Think of the workforce as a pie chart. By '10, the baby-boom generation (born '46-'64) will make up 38% of the workforce, down from 49% in '00. Boomers will be replaced by members of Generation X (born '65-'78), which will make up 32% of the workforce by decade's end, up from 20% in '00. The remaining 30% will be Generation Y (born '79 or later).
Each piece of the pie will add value to the workplace, but in vastly different ways. The trick is to figure out what makes each generation tick and to implement policies that make the most of the unique traits of each. Employers that don't do this risk losing valuable workers from each group.
At the same time, companies will have to manage fast growth at both ends of the age spectrum in the coming decade. According to the latest figures from the Bureau of Labor Statistics, the group of workers aged 16 to 24 will grow faster than the overall labor force for the first time in 25 years, reaching about 26 million in '10, up 3.3 million from '00. And there will be a tremendous surge in the number of workers approaching retirement. By '10, the ranks of workers aged 55 to 64 will swell to 26.6 million, up 8.5 million from '00.
The desires and needs of these youngest and oldest workers will require skillful juggling by employers. Each group's demands will have to be balanced against the other's and against those of workers in the middle, some 105 million aged 25 to 54.
Ann Fishman, president of Generational-Targeted Marketing Corp. in New Orleans, warns that tomorrow's workers aren't just a younger version of the baby boomers who dominate today's workforce. Young people come to the job market with different backgrounds and experiences that influence what attracts, motivates and retains them as workers. "You have to understand their mind set," she says. "Don't try to mold them."
Generational Work Traits
Generation Yers are generally optimistic and full of confidence. They grew up in economic boom years and are used to working and having cash. They are good team players and want to be part of a successful company, but they are wary of hype and spin, having grown up during the O.J. Simpson trial and the Monica Lewinsky scandal. Gen Yers will leave an employer if they think they've been misled. They want loyalty and will be loyal in return.
Having lived through divorces and bad economic times, Gen Xers tend to be more cynical than the generations that bookend them. But they are hardworking, self-reliant, entrepreneurial and willing to take risks. While those are all sought-after employee traits, they also point to an independence that can make Gen Xers difficult to retain. They'll quit without a second thought if they think they've learned all they can from you.

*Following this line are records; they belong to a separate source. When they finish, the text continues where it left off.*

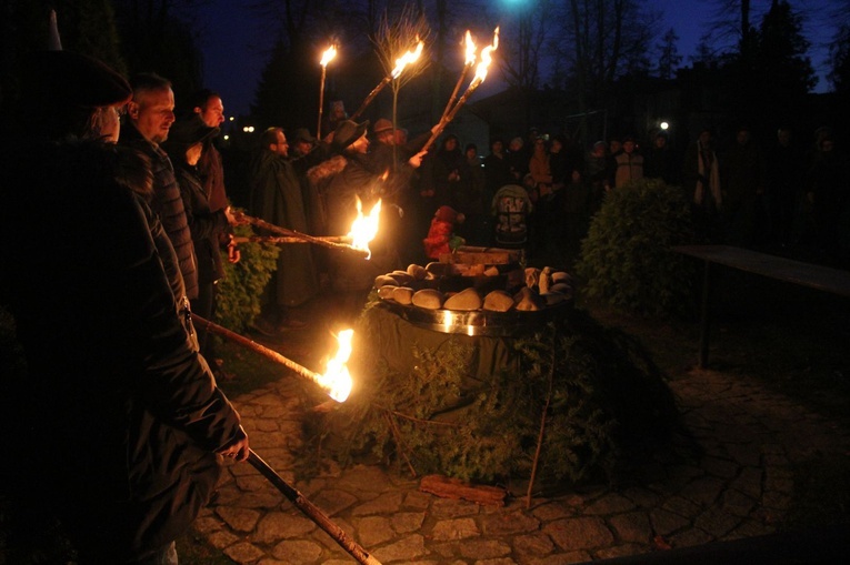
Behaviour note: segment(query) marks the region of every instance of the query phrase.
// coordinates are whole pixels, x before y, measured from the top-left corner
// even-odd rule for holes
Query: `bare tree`
[[[559,56],[569,69],[579,114],[587,117],[599,110],[590,108],[591,100],[607,105],[618,78],[646,68],[660,16],[636,0],[568,0],[561,11]],[[579,128],[588,133],[586,118]]]
[[[401,12],[390,19],[388,12],[383,13],[378,31],[374,34],[374,48],[378,59],[387,77],[392,75],[397,60],[411,49],[417,48],[419,41],[428,43],[431,28],[420,9],[411,3],[406,3]],[[392,89],[392,127],[396,128],[398,120],[398,100],[401,87],[421,74],[428,67],[428,53],[422,52],[414,64],[408,64],[404,71],[390,81]],[[396,159],[393,145],[393,163]]]
[[[682,62],[682,56],[679,54],[679,49],[676,42],[679,41],[679,36],[676,34],[676,30],[670,28],[664,33],[661,40],[661,44],[658,46],[658,77],[661,79],[672,79],[676,69]]]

Generations X and Y will both come to work with high expectations and little patience, says Baumruk. They'll want to make an immediate impact, flat out rejecting the notion of "paying dues." It's an attitude that can easily cause friction because many boomers still adhere to the paying-dues philosophy and are dismayed when others don't. But skilled managers will tap the ambition of these younger workers, using it to the company's advantage rather than trying to stifle it to satisfy older employees.
Gens X and Y also expect a more casual and carefree workplace and a less hierarchical organizational structure. They want the freedom to work in remote sites, telecommuting rather than driving to the main office every day. In their early careers, boomers were willing to work 100 hours a week. Not so, Gens X and Y. Balancing work with play is a top priority. At the same time, they expect their work to have a broad impact. If they feel as though they're spinning their wheels, they'll bolt.

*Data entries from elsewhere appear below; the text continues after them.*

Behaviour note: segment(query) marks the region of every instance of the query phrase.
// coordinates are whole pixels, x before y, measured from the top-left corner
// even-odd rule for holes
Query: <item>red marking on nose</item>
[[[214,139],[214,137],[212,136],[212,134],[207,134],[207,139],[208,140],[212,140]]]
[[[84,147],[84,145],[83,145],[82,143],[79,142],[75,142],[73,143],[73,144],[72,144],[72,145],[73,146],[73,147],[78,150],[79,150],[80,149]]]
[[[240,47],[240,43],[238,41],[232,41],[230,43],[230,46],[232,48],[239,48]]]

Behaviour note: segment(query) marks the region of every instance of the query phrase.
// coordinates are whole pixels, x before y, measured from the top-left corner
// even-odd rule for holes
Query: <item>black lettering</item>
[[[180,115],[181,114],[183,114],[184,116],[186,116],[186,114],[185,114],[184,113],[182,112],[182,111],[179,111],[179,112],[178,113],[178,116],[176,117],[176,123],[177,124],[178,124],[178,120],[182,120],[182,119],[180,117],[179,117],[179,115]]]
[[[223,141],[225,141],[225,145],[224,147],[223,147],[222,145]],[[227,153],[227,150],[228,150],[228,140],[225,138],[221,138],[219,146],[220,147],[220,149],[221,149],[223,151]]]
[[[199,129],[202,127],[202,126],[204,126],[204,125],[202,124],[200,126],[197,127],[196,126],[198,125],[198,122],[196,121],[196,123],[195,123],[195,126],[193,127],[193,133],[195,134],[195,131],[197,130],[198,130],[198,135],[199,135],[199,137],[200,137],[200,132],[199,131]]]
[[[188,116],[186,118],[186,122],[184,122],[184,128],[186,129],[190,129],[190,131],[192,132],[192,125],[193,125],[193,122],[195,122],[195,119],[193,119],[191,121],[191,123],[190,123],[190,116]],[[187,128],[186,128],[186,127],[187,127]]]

In terms of motivation, recognition awards—employee of the month and such—will be less effective for the younger generations than they were for the boomers. Gens X and Y would rather have time off, more training, access to key meetings and projects or a coveted conference or travel assignment.
Restructuring Benefits
In addition to reinventing management styles to accommodate the demands of the younger workforce, companies will have to reshuffle benefits packages, making sure there's something for every age group.

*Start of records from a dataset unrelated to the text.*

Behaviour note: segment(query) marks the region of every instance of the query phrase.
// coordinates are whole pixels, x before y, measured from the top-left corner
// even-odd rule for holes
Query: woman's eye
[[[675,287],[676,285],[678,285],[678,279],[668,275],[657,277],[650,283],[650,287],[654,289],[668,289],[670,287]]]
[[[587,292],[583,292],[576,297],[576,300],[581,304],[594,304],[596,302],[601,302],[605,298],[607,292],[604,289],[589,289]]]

Younger workers will want benefits that are flexible and portable. They know they won't spend their entire careers with one employer, so they want a package they can take with them when they leave. That means 401(k)s rather than traditional pensions contingent on length of service and flexible health insurance options that can keep costs down for those who are relatively healthy and need few services.
More than ever before, young workers will want help paying off college debts. More firms will look for ways to restructure student loans. Some will even offer cash in lieu of a benefit, such as life insurance, to pay off college debts.
Older workers, on the other hand, will demand more help in preparing for retirement and ensuring that their nest eggs are safe. Many older workers will want to phase into retirement, working fewer hours, an idea that many employers will embrace since it allows key staff to stay on board and teach younger workers the ropes. Other key concerns for older workers include continued health care coverage, long-term-care insurance, elder care and estate planning.
Regardless of their age, most workers will want to structure work around family duties. That means not only child care or elder care, but also time to take care of personal business. Greater flexibility in schedules will be the rule, with fewer folks working strictly 9 to 5.